Ela virou o rosto, olhando as árvores, e respondeu:
– Não sei dizer bem, não são muitos que me perguntam sobre isso… talvez tenha nascido da vontade de dar voz a pessoas que tem tanto para falar e tão pouco espaço. Da vontade de contar histórias… Da vontade de… – e então ela se calou.
Ele olhou para ela que agora encarava o chão, bem séria. Esperou um pouco para perguntar o que havia acontecido, talvez ela tenha se lembrado de algo. Mas quando se deu conta, alguém estava atrás dela, com uma arma apontada para suas costas. Antes que pudesse fazer algo, foi surpreendido por um homem apontando uma pistola em sua testa. Os dois homens, altos e com um capuz feito de touca, pediram para os dois se levantarem. Ele ficou apreensivo apesar do semblante extremamente calmo. Ela estava pálida, nitidamente apavorada. Mal se mexia e era só observar suas mãos para perceber o quanto. Até então, ele estava colaborativo, cooperando e entregando tudo o que eles pediam. Até que eles começaram a passar a mão nela e ele resolveu agir.
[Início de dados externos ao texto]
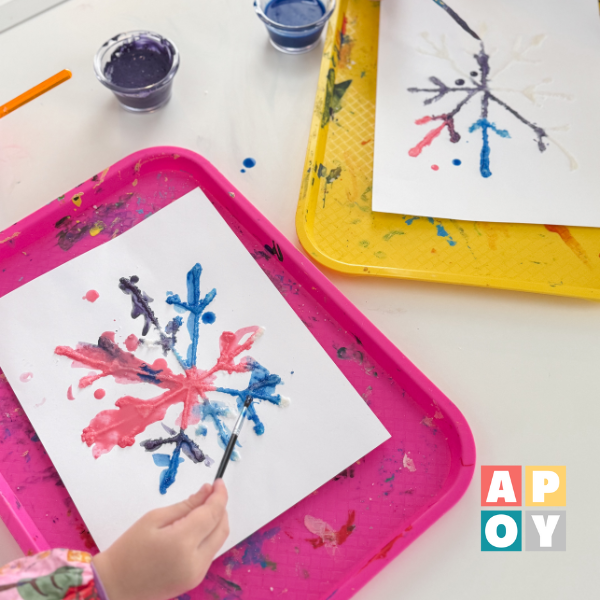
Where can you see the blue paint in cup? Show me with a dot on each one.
(294, 26)
(138, 67)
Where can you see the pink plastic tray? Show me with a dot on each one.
(377, 506)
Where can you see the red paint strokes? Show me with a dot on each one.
(91, 296)
(131, 342)
(327, 536)
(567, 237)
(426, 141)
(119, 427)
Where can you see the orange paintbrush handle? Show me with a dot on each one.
(34, 92)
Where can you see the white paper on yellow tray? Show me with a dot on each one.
(544, 57)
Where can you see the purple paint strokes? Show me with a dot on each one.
(132, 416)
(480, 86)
(106, 219)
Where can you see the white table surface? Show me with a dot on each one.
(523, 368)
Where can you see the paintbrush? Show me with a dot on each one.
(457, 18)
(233, 439)
(34, 92)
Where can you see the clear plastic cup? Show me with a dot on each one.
(134, 87)
(294, 39)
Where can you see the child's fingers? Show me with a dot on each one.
(204, 519)
(175, 512)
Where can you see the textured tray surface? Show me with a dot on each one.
(377, 506)
(337, 227)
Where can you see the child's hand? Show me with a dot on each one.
(169, 550)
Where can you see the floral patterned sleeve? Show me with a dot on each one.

Derrubou um dos caras num ato impensado e nenhum pouco calculado. Quando o desmaiou com uma coronhada na cabeça, ouviu um click por trás. Foi tudo muito rápido. Assim que o tiro foi disparado, ela pulou na sua frente, caindo desmaiada. O sangue logo começou a correr, mas não tão rápido quanto o assaltante que a está hora já estava longe.
…
Havia escuridão. Então veio à luz.
Era o que dizia o bilhete com rosas brancas e amarelas ao lado da cama do hospital. Ela acordou atordoada, com tantos fios e um soro que pingava lentamente, ligado à sua veia, mas abriu um sorriso enorme ao ver as flores e uma pequena lâmpada feita com um pequeno vidro de perfume redondo.